Keywords: Breast cancer, HER-2, Reverse-phase protein array, Metastases, Phosphorylation
Abstract
Purpose.
Tyrosine 1248 is one of the autophosphorylation sites of human epidermal growth factor receptor (HER)-2. We determined the prognostic value of the expression level of tyrosine 1248–phosphorylated HER-2 (pHER-2) in patients with HER-2+ primary breast cancer using a reverse-phase protein array.
Patients and Methods.
The optimal cutoff value of pHER-2 for segregating disease-free survival (DFS) was determined by receiver operating characteristic (ROC) curve analysis. Five-year DFS for pHER-2 expression level was estimated with the Kaplan-Meier method using both derivation (n = 162) and validation (n = 227) cohorts.
Results.
Of the 162 patients in the derivation cohort, 26 had high HER-2 expression levels. The area under the ROC curve for pHER-2 level and DFS was 0.662. Nineteen of the 162 patients (11.7%) had high pHER-2 expression levels (pHER-2high); 143 patients (88.3%) had low pHER-2 expression levels (pHER-2low). Among the 26 patients with high HER-2 expression levels, the 17 pHER-2high patients had a significantly lower 5-year DFS rate than the nine pHER-2low patients (23.5% versus 77.8%). On multivariate analysis, only pHER-2high independently predicted DFS in the Cox proportional hazards model. In the validation cohort, among 61 patients with high HER-2 expression, the difference in 5-year DFS rates between pHER-2high (n = 7) and pHER-2low (n = 54) patients was marginal (57.1% versus 81.5%).
Conclusion.
In patients with HER-2+ primary breast cancer, pHER-2high patients had a lower 5-year DFS rate than pHER-2low patients. Quantification of pHER-2 expression level may provide prognostic information beyond the current standard HER-2 status.
Introduction
Human epidermal growth factor receptor (HER)-2 is overexpressed or amplified in approximately 15%–20% of breast cancers, and HER-2 expression is a prognostic factor for breast cancer [1–3]. In patients with HER-2+ breast cancer, the combination of standard chemotherapy plus trastuzumab, a monoclonal antibody targeting HER-2, has resulted in higher progression-free and overall survival rates than with standard chemotherapy alone [4–6]. However, only 30% of patients with HER-2+ metastatic breast cancer respond to trastuzumab [7–19].
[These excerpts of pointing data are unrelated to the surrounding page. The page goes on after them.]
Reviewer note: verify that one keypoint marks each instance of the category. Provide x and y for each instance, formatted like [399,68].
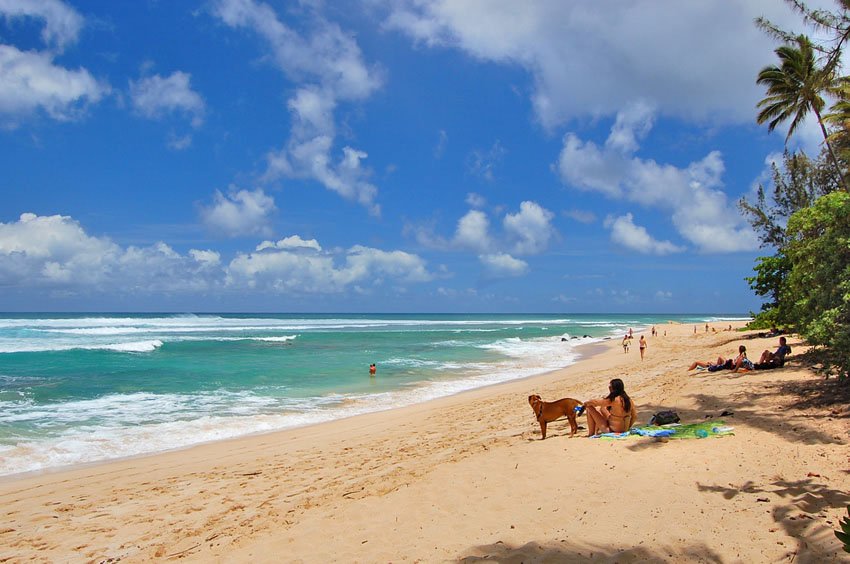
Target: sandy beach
[467,478]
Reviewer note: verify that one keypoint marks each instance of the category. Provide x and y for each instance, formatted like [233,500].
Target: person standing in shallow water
[614,413]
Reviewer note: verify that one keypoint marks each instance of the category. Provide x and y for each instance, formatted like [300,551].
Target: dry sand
[468,479]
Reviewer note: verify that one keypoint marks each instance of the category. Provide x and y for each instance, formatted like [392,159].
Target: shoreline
[595,346]
[593,349]
[466,477]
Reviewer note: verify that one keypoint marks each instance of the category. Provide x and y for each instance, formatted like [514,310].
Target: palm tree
[794,89]
[839,117]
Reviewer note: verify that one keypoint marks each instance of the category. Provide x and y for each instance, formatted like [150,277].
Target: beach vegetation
[844,534]
[805,218]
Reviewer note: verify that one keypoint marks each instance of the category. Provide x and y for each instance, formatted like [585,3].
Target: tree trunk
[831,153]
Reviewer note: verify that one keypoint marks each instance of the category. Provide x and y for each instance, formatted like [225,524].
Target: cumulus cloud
[582,216]
[624,232]
[30,81]
[239,212]
[62,24]
[625,64]
[291,243]
[693,195]
[474,200]
[56,252]
[155,96]
[328,65]
[530,229]
[473,232]
[299,267]
[498,265]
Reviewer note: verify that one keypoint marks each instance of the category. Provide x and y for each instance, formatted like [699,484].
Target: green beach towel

Phosphorylation of HER-2 induces downstream intracellular signaling and activates genes related to cell growth. HER-2 has several autophosphorylation sites, including tyrosine (Tyr)1248, 1221/1222, and 877, and others, and phosphorylation at these sites may reflect HER-2 activity [20–30]. To date, the most widely studied phosphorylation site is Tyr1248, the only site for which there is an antibody established to be stable in human tissues [25, 26, 28–30]. Some studies have reported that Tyr1248-phosphorylated HER-2 (pHER-2) assessed by immunohistochemistry (IHC) is related to resistance to trastuzumab and poor prognosis in patients with HER-2+ breast cancer [25, 26, 28–30]. However, we are aware of no studies to date that have identified specific levels of pHER-2 that can be used as cutoffs to stratify patients with respect to prognosis. The ability to stratify the prognosis of patients with HER-2+ breast cancer on the basis of pHER-2 expression level could allow testing of novel agents targeting pHER-2.
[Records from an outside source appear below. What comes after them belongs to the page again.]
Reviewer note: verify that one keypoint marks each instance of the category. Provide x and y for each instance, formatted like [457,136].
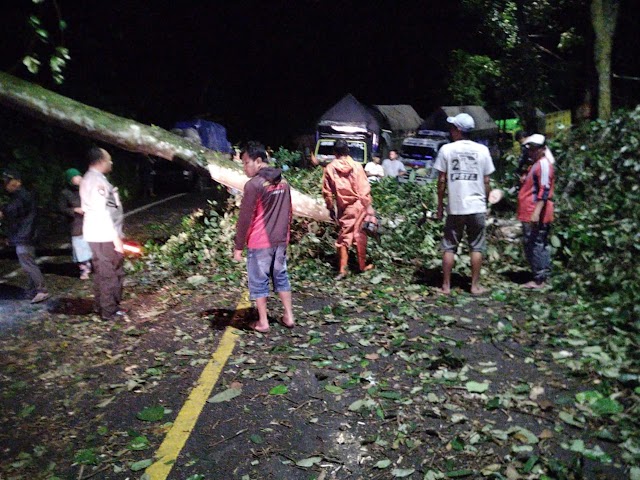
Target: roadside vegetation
[382,378]
[588,323]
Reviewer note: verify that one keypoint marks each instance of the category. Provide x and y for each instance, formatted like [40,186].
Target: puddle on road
[221,318]
[72,306]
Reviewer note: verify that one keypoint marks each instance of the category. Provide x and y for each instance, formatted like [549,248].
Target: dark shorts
[454,229]
[264,264]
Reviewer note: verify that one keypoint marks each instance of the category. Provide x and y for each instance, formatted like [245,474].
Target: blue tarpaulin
[213,135]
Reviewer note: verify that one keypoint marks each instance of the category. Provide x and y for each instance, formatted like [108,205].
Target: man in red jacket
[264,227]
[535,209]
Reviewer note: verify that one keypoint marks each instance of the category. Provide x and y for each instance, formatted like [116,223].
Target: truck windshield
[418,152]
[356,149]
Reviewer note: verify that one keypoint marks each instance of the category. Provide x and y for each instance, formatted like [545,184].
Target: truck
[419,152]
[351,121]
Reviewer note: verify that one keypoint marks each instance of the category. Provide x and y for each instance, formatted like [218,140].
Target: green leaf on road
[141,465]
[460,473]
[139,443]
[86,456]
[151,414]
[402,472]
[228,394]
[477,387]
[279,390]
[308,462]
[334,389]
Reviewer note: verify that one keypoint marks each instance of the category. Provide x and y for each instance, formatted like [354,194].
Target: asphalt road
[155,218]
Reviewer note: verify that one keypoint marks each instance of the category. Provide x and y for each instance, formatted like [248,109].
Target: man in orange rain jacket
[345,181]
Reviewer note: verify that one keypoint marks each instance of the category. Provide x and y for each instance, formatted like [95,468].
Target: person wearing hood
[69,206]
[345,181]
[19,216]
[264,228]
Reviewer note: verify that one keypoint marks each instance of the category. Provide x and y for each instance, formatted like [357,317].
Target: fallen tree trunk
[133,136]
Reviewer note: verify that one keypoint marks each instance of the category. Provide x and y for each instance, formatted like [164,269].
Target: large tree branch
[133,136]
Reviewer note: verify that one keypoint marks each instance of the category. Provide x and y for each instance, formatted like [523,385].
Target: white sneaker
[40,297]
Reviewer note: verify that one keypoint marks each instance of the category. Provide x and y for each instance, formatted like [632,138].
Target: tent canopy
[213,135]
[485,125]
[399,117]
[348,110]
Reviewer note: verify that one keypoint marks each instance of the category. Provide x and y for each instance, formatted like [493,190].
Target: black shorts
[456,225]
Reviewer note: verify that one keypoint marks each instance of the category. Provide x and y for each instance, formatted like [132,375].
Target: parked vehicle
[351,121]
[419,154]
Reverse-phase protein array (RPPA) is an antibody-based quantitative assay that has advantages over IHC in assessing the phosphorylation of proteins. Although IHC provides information about the presence or absence of protein phosphorylation, it does not permit precise quantification of the amount of phosphorylated protein. RPPA, in contrast, permits, with just a small amount of material, quantification of the expression level and modification (e.g., phosphorylation) of proteins as a continuous value for a large number of patients.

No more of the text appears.